- Born: 10 March 1930 (age 95) Glasgow, Scotland

= Jimmie Macgregor =

Scottish folksinger and broadcaster (born 1930)

Jimmie Macgregor (born 10 March 1930) is a Scottish folksinger and broadcaster, best known as half of a singing duo with Robin Hall.

==Biography==
Jimmie Macgregor was born in Springburn, Glasgow, Scotland, and grew up in a tenement and then a council house, about which he has said: "Our house was a focus for people to gather and make music.... I had aunties and cousins who were chorus girls." After doing his national service, he studied at Glasgow School of Art, graduating in the mid-1950s and becoming a potter and teacher.

===Partnership with Hall===
In 1960, Macgregor formed a musical partnership with Robin Hall that would last 20 years. They appeared extensively on BBC Television – both on the Tonight programme and on the White Heather Club. Both also played as part of The Galliards with Leon Rosselson and Shirley Bland.

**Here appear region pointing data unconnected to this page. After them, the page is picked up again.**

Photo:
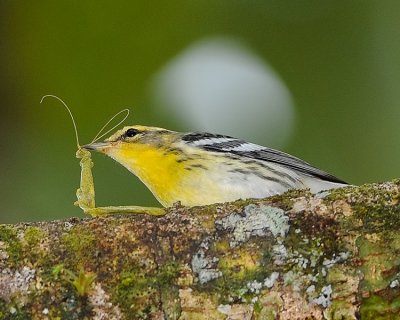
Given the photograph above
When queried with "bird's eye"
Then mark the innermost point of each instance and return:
(131, 133)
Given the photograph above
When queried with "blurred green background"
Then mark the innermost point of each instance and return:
(335, 66)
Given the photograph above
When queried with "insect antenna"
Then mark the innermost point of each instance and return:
(70, 113)
(100, 135)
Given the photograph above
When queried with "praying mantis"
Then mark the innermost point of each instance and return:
(86, 191)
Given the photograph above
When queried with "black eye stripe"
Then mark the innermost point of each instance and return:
(131, 133)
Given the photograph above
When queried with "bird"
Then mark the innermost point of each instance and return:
(200, 168)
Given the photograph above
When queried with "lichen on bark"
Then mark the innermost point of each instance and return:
(333, 255)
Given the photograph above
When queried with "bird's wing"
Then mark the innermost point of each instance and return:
(221, 143)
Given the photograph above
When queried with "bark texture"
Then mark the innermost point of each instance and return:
(333, 255)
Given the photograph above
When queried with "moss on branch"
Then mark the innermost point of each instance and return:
(333, 255)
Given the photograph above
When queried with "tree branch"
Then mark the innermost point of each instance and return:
(297, 256)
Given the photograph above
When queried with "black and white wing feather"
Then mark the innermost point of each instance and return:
(221, 143)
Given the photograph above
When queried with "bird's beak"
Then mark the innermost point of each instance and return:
(98, 146)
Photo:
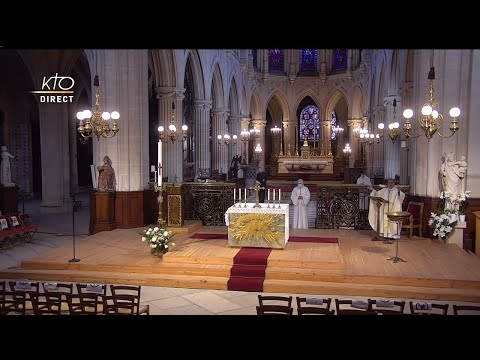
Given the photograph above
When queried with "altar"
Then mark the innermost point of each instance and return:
(264, 227)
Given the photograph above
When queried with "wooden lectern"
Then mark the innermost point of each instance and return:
(378, 201)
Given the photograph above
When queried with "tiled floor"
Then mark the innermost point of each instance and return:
(56, 230)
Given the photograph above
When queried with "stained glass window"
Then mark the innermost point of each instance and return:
(254, 56)
(308, 60)
(275, 60)
(309, 123)
(334, 123)
(340, 59)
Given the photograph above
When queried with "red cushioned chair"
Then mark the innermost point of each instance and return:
(415, 220)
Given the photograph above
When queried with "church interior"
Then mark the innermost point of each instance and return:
(175, 172)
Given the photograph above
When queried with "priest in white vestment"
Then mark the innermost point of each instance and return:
(300, 198)
(395, 198)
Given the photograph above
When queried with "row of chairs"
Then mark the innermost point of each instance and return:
(25, 298)
(282, 305)
(16, 228)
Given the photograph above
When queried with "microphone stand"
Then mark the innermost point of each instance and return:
(74, 259)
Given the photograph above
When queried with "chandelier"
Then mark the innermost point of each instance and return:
(431, 119)
(226, 139)
(94, 122)
(172, 133)
(393, 131)
(347, 150)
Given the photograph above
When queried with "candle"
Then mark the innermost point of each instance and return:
(160, 175)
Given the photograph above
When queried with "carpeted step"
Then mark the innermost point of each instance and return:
(257, 271)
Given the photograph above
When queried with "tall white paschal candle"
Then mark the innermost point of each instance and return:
(160, 175)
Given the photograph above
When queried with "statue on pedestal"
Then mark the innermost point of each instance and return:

Hall and Macgregor recorded over 20 albums during their partnership, which ended in 1981. One of their most successful singles was the anthem "Football Crazy", released in 1960 on Decca Records.

===Television and radio work===
Macgregor went on to make television programmes for BBC Scotland, many on long-distance walking, including In the Footsteps of Bonnie Prince Charlie, On The West Highland Way, and Macgregor Across Scotland. He also made Macgregor's Gathering, a long-running show for Radio Scotland. He has been involved in various conservation organisations, among them the Association for the Protection of Rural Scotland, and was awarded the MBE in 1994 for services to Scottish heritage and culture.